Bitcoin’s (BTC) difficulty has reached a new all-time high as the price of the largest cryptocurrency surpassed $28,300 for the first time in many months. Miners will not face a difficulty that is 7.56% higher than the last period, which means that there is a larger number of ASIC miners getting connected to the Bitcoin network.
Bitcoin Mining Difficulty Surges
Bitcoin mining difficulty continues to grow as Bitcoin moves higher and as interest for the largest digital currency pushes its price higher. In recent weeks, we have seen Bitcoin move from $24,000 to over $28,000 as the current banking crisis deepens and as interest rates continue to grow in the United States and in the Eurozone.
The higher the price of Bitcoin, the more profitable mining machines become. This could be one of the reasons behind the recent increase in hash rate. According to BitInfoCharts, the Bitcoin hash rate has reached a new all-time high at 350 Ehash/s. This shows that there is a clear interest from miners in joining the network and protecting it with their mining power.
Nowadays, Bitcoin rewards are 6.25 BTC per block. That means that every single time that a block is found, there is a reward that is paid to the miner that found that block. These rewards decrease every four years 50%. There will be a new reduction in the rewards paid to miners as soon as next year.
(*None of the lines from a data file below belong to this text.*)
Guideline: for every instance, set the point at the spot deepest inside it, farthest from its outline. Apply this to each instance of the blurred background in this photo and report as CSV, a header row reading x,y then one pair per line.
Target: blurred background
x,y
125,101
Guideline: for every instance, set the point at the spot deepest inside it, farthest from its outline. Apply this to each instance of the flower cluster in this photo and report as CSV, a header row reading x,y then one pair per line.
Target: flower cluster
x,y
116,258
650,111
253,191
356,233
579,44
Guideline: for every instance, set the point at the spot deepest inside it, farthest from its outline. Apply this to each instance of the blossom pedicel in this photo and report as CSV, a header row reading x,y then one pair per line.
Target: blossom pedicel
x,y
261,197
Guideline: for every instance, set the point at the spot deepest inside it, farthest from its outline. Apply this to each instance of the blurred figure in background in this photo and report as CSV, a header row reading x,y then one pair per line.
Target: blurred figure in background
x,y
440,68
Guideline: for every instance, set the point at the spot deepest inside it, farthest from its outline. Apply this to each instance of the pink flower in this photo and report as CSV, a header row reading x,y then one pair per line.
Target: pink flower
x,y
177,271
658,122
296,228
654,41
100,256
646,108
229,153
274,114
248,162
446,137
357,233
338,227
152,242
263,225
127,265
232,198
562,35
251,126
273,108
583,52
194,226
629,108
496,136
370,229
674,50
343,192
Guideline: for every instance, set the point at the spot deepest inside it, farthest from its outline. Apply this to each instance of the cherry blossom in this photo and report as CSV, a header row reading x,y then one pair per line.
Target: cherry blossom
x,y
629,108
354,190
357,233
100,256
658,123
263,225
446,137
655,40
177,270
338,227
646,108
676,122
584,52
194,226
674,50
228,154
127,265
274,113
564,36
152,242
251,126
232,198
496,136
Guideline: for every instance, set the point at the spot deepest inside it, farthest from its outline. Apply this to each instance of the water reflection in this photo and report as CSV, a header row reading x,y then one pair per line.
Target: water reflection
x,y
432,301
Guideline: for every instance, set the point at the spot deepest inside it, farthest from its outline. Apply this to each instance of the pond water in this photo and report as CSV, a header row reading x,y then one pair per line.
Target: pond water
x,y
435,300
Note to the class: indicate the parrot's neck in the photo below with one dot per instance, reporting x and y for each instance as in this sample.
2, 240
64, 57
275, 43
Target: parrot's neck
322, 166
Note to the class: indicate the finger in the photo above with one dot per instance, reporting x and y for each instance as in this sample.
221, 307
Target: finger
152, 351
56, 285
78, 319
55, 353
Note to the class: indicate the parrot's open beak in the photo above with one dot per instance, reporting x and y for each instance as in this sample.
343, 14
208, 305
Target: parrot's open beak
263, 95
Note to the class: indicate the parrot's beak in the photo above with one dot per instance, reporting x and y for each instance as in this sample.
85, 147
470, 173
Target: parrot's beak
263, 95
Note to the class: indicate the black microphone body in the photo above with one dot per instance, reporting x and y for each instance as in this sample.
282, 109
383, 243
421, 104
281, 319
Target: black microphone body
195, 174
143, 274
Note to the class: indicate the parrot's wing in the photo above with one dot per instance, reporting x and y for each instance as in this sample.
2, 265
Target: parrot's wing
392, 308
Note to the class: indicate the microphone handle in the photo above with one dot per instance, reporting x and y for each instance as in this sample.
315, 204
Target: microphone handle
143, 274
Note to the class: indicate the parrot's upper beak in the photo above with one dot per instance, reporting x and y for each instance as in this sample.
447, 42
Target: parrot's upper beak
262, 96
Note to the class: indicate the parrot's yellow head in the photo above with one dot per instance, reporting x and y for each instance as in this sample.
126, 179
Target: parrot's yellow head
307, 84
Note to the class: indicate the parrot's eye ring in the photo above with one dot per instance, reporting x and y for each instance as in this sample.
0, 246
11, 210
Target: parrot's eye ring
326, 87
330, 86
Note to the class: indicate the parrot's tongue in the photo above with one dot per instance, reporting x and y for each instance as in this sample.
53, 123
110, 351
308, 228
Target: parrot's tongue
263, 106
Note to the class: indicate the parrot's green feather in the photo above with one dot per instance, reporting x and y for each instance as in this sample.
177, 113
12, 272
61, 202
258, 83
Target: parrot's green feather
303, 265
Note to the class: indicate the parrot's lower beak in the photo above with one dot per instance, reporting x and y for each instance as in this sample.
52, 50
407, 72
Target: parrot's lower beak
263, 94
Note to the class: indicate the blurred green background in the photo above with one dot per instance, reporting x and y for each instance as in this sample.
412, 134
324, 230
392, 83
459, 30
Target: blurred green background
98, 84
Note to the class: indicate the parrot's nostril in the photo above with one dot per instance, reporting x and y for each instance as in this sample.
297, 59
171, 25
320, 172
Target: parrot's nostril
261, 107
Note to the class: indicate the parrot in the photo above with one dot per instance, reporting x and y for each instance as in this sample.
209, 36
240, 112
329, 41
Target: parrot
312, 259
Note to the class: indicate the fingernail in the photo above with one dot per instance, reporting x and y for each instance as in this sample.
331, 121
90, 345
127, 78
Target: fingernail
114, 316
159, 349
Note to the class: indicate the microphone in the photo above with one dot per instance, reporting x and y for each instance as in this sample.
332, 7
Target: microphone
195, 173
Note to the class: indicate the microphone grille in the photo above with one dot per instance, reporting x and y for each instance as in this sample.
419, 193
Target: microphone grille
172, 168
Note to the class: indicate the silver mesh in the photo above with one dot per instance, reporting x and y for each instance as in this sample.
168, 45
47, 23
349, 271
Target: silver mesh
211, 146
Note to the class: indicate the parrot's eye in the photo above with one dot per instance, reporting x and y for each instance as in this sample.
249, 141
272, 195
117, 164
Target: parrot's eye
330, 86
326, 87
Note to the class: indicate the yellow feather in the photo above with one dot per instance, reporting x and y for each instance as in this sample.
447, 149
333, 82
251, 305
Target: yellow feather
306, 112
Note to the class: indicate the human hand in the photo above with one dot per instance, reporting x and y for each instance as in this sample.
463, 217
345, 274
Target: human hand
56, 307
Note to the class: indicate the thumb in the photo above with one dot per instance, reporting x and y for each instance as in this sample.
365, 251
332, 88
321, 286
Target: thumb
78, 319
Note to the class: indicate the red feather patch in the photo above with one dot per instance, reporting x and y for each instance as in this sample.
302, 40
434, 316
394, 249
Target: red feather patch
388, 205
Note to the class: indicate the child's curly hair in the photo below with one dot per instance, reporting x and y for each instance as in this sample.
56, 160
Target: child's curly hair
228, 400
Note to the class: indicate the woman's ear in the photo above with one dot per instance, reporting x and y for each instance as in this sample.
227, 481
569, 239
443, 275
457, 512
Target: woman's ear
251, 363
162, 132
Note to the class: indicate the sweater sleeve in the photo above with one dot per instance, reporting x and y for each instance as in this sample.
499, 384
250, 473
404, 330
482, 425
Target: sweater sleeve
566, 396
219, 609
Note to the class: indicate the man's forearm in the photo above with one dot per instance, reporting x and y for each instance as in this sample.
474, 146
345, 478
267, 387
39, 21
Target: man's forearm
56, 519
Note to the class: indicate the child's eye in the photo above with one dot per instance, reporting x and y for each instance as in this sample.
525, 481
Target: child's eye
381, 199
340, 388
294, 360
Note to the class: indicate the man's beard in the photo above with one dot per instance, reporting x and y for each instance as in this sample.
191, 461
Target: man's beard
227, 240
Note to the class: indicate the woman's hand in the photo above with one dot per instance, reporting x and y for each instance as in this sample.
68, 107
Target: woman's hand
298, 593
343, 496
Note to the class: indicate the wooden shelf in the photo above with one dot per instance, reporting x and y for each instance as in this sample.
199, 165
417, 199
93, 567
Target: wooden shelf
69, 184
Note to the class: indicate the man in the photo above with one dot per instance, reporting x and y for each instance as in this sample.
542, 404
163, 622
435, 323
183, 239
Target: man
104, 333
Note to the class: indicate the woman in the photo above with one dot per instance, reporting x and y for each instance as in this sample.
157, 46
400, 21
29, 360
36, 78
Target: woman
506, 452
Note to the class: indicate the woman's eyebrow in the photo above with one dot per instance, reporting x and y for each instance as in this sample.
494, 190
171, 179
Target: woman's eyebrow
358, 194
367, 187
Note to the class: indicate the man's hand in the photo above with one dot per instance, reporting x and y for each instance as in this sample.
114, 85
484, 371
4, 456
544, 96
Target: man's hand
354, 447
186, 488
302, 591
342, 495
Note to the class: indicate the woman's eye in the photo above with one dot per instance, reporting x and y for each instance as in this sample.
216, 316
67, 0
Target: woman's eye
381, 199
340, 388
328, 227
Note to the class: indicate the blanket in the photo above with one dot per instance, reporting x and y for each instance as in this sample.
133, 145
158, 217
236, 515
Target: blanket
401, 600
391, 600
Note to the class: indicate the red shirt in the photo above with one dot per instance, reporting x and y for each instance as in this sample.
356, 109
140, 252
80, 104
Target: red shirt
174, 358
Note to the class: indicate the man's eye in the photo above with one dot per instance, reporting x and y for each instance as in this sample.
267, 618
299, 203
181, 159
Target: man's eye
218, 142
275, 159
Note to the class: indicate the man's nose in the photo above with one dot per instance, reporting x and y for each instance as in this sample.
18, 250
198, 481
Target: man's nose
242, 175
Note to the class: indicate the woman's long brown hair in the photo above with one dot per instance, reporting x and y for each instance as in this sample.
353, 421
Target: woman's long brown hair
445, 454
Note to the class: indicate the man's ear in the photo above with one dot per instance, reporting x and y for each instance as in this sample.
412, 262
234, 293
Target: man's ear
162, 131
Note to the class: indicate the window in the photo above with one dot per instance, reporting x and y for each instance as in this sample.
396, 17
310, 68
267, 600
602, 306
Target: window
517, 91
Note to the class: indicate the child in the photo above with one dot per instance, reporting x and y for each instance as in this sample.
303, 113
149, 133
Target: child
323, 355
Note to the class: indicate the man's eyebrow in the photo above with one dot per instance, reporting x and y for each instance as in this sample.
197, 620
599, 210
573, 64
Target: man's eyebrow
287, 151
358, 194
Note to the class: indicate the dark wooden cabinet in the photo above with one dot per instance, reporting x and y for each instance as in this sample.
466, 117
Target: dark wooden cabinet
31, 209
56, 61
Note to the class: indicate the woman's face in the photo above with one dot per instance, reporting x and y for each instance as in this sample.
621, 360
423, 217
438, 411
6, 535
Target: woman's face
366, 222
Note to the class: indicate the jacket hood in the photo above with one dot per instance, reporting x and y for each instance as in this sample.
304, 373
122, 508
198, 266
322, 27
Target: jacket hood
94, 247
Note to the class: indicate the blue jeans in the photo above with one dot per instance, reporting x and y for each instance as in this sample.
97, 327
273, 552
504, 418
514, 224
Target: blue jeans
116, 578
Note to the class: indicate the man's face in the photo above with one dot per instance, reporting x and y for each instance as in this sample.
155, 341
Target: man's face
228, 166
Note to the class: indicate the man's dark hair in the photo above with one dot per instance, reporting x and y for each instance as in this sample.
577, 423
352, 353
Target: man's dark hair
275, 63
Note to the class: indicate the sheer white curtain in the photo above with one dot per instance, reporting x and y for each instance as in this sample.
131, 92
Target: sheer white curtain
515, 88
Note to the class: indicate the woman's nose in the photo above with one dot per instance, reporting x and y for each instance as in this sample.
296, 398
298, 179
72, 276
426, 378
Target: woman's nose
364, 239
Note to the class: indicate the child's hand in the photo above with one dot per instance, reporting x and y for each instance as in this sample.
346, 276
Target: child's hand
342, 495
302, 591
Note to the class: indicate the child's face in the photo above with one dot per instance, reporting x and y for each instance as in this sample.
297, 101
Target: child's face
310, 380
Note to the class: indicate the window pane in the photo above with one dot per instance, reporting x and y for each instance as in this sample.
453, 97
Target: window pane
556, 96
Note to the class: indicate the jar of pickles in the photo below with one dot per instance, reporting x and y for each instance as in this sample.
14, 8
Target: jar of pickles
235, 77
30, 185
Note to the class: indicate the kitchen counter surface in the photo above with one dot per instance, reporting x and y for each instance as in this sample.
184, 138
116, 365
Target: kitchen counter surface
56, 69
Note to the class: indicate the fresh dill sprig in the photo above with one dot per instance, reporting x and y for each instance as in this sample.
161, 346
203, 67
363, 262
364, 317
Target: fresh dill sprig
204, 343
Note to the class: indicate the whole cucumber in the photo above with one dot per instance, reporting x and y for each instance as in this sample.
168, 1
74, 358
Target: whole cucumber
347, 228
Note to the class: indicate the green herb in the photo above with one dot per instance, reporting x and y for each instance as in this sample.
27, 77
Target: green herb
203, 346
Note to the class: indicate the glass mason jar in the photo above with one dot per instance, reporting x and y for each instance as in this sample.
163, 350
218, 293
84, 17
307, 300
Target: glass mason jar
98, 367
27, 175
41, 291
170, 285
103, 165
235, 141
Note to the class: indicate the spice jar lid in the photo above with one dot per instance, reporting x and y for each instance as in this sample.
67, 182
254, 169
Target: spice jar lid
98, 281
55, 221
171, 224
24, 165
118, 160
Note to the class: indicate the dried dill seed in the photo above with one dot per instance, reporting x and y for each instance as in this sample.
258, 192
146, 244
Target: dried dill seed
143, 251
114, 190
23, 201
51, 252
Therefore, this could be a good moment for miners to enter the market before rewards will move lower and they would earn fewer BTC every time they find a block.
With a higher price of Bitcoin, there is a larger incentive for miners to enter the market when difficulty is still not so high. In some cases, miners will be active until they are not profitable anymore due to the increase in difficulty. This adjustment is one of the most innovative things of Bitcoin that helps the network remain secure at all times, even if the price of BTC falls.
According to CoinGecko, Bitcoin surpassed $28,300 and it has a market capitalization of $548 billion. Furthermore, BTC has moved higher in recent weeks amid turmoil in the banking industry worldwide. The increase in the hash rate shows that there is a clear interest from miners to participate in the Bitcoin ecosystem and protect the network even further. There is a clear incentive to do so.
Banking Crisis: Does it Have an Effect on Bitcoin?
The banking crisis that we have seen in recent months could be having a positive effect on Bitcoin. Banks such as Silicon Valley Bank or Credit Suisse had to request governments and financial institutions to step in and help them stay afloat. With this in mind, many other banks could be experiencing a similar situation in the near future, something that could create a contagion effect all around the world, especially in the US and in Europe.
As banks continue to struggle, Bitcoin’s decentralized and trustless nature becomes more appealing to those seeking an alternative to traditional finance. In fact, some analysts have suggested that Bitcoin may serve as a hedge against inflation and a store of value in times of economic uncertainty. There will only be 21 million coins in existence, which is one of the reasons why Bitcoin moves higher so fast during times in which demand grows.
Furthermore, the recent increase in Bitcoin’s price has drawn more attention to the cryptocurrency, with mainstream media outlets reporting on its upward trajectory. This increased exposure may lead to more people considering Bitcoin as an investment option, further driving up demand and prices.
Additionally, there has been a larger interest from institutional investors to enter the market and get access to Bitcoin, and even other virtual currencies such as Ethereum (ETH) or Litecoin (LTC). As regulatory agencies try to enhance the legal environment in which companies should operate, institutions are trying to also better understand how Bitcoin or other virtual currencies could enhance their portfolios. Finally, and thanks to this growing interest from institutions, there have been new developments in the space that have been focused on making it easier for institutions to enter the market.